È un film estremamente particolare, l'ultimo dei fratelli Coen. Tanto simile a loro, quanto estremamente diverso: la prosecuzione di un discorso già avviato in tempi migliori. La coppia di registi/produttori portano al cinema lo stile asciutto di McCarthy ricorrendo nuovamente alla inebetita descrizione dell'assurdo e della deriva ideologica e morale, che erano alla base di Fargo (ma anche di Soldi sporchi di Sam Raimi, uno degli autori a loro più vicini), moltiplicandone la portata all'ennesima potenza nelle azioni, nelle scelte registiche divergenti dal romanzo (la retrodatazione dei fatti al 1980, anziché al 2000, sembra voler attingere alle origini del male, senza riuscirci), nei dettagli grotteschi, sinonimi di un  mondo impazzito (la bombola ad aria compressa che Chigurh, un incredibile Bardem dal caschetto nero, porta sempre con sé e con cui apre, all'occorrenza, crani e porte).
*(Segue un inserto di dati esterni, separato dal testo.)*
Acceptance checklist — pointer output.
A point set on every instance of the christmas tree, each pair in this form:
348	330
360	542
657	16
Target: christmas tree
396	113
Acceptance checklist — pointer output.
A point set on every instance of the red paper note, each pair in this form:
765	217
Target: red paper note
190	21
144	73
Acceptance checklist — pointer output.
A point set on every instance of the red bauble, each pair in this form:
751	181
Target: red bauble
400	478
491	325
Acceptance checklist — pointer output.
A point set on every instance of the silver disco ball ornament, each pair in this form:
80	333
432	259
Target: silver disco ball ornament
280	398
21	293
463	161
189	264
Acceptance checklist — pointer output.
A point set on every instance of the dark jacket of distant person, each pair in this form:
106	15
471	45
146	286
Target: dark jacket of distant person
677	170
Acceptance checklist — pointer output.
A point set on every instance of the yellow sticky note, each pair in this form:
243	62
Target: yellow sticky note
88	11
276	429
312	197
In questo mondo privo di codici e moralità, che annulla ogni archetipo cinematografico impedendo allo spettatore l'identificazione con qualunque personaggio (Llewelyn è un eroe "sbagliato" e forzato che cerca di restar vivo il più a lungo possibile; lo sceriffo Bell un uomo disilluso che può solo constatare la preponderanza di un male che un tempo riusciva a tenere a bada; Carson Wells [Harrelson], in apparenza deus ex machina, è in breve tempo fuori dai giochi), ad emergere è lo stralunato codice morale alla base delle azioni di uno psicopatico assassino come Chigurh; codice supportato da violenza e sopraffazione, lato oscuro e parimenti insensato di ogni umano tentativo di afferrare il mistero della vita e delle scelte umane (e che il killer riduce a un inumano tentar la sorte, un lancio di moneta che ha perso qualsiasi valenza romantica).
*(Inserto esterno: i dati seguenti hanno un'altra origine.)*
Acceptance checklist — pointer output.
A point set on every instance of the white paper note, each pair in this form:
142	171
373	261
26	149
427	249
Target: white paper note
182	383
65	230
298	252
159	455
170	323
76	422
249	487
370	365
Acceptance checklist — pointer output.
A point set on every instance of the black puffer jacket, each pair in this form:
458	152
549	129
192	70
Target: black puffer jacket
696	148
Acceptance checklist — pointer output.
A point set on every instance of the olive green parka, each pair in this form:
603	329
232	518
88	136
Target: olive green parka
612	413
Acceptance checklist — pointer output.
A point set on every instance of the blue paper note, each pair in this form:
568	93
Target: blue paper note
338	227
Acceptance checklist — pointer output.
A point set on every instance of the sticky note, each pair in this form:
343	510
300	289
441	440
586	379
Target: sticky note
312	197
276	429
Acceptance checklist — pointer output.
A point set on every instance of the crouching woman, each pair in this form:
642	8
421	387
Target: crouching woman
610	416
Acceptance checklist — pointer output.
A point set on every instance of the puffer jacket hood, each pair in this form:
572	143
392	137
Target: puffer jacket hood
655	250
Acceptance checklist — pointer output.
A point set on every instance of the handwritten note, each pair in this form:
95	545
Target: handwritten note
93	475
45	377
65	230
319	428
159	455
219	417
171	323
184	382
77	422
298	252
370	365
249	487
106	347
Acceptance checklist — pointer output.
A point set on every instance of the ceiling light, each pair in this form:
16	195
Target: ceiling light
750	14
Tutto questo prende forma in un film programmaticamente antispettacolare, talmente drenato da ogni linfa emotiva e privato di qualsiasi afflato epico da risultare, nella sua freddezza, quasi impalpabile e inafferrabile per lo spettatore. Quasi come la vita stessa. E le difficoltà della distribuzione sono evidenti, a giudicare dai trailer concitati e frettolosi che provano a spacciare il film come un noir d'azione. Ma la cerebralità dell'operazione (e qualche perdonabile errore di ricostruzione storica: marche di latte ante litteram e cose simili) nulla toglie a una pellicola che evoca maestria e gioca di sottrazione come solo i maestri sanno fare. Una maturità artistica, dopo i debordi delle ultime prove, che coglie nel segno, ben più dei lampi stridenti di irriverenza eversiva con cui Anderson cerca di porsi sopra le regole del genere ne Il petroliere.  Sebbene, in entrambi i casi, si sia forse gridato oltremodo al capolavoro.